What truly distinguishes Google, Airbnb, Spotify, Vinted or Amazon as world-class product companies? This talk goes beyond the conventional “agile” framework to explore how these organizations create a seamless flow across discovery, delivery, and innovation, ensuring that impactful products are delivered consistently.
This session provides a behind-the-scenes look at how these companies create a continuous, harmonious flow between product discovery, delivery, and innovation. Whether you’re a product manager, engineer, designer, or anyone involved in product development, you’ll leave with actionable insights to optimize your own processes and foster a smoother, more effective flow within your team and organization
learning pipeline != delivery pipeline
Product is not a list of tickets in Jira, it is not a roadmap to execute
The Nervous System
- product and tech monitoring, a must
- algorithms detecting abnormal behaviours and triggering alerts, pushing it to the team
- Product Team = EPDA, owning E2E responsibility
- discovery + delivery = one flow, one team
if the nervous system deteriorate, we loose sight of the customer, and we die
The Immune System
- innovation is risky, it can be letal
- industrialise testing, monitoring and rollback
- actively remove non-performing feature: no value, no keep
-> strong deployment pipeline, trunk-based development
Amazon actively removes features that have an impact on business KPI, if there is a drop, there is a kill
we do not want to keep something in the system that is not useful, they will rotten
one refacto a day, keeps doctor at bay
Because innovation is not just about launching new things, it’s about making sure what we have launched can survive
The Circular System
- a living Product doesn’t feed on Quarterly reporting
- connect dots and folks: free flow of data and intelligence
- data comes to us, we don’t have to chase it
- automate alerts, make sure they arrive in Slack
- dashboards should be available for everyone
- delivery is not the end, but the beginning of real work
- accept silos but fight kingdoms
- if there are human beings, there will be silos, but avoid kingdoms, people defending and deciding about one piece
Control Room
kill switch = maturity
it’s not fear of failure
it’s how you fail well and move on
the goal is not to ship perfection
every team can shut down a feature without requiring VP approval
cold review
- what have we learned
- what did we measured that surprised us
- what beliefs turned out to be false
- how these learnings are going to affect our next experimentations
3 fatal illusions
1 we do discovery, we talked to users
that is good, but not sufficient
there is a slight difference between what users say and what they do
real behaviours trumps declarations every single time
test if people really use it by faking it, with a human behind
2 we are great at delivering, we ship a lot and fast
super good, but does it change anything for the humans that are paying your services and that you are counting on
if not, it does not make the difference
each delivery should be attached to a hypothesis and link that to a business KPI
velocity and productivity are useless if they do not impact the business curve
3 we have OKRs to guide us
well done, except if OKRs are based on output
Antidote: reprogram your Product Operating Model (POM)

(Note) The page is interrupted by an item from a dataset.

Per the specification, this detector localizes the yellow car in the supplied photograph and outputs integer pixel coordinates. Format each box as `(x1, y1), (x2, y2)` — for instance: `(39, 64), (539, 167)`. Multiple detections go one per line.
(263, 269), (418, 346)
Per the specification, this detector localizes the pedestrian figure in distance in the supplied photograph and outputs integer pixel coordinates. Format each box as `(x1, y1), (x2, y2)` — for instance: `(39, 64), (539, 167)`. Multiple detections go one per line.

it is not much about culture and leadership
it is the passion for product, they really understand tech
if your business relies heavily on tech
then tech == business
then this is the way to grow it and sustain it
Period.
5 actions to reboot your POM
- delivery = experimentation, not implementation
- each “feature” = an hypothesis clearly stated + target metrics + a test protocol
- product teams = minilabs gathering EPDAs + full access to data + clear vision of the problems to solve + ownership to solve them
- refuse to scale something without having clear positive signals
- stop delivering stuff that do not have impact on business
- practice “Anti Roadmap” Quarterly Reviews to kill any low performing feature => no value, no stay
and Bonus tip
- stop the nonsense with Discovery >< Delivery, Engineers are not here “just to code”
best teams have engineers thinking from day one about customer problems engineers just coding is loosing money
What if you stopped delivering, to finally start learning your business?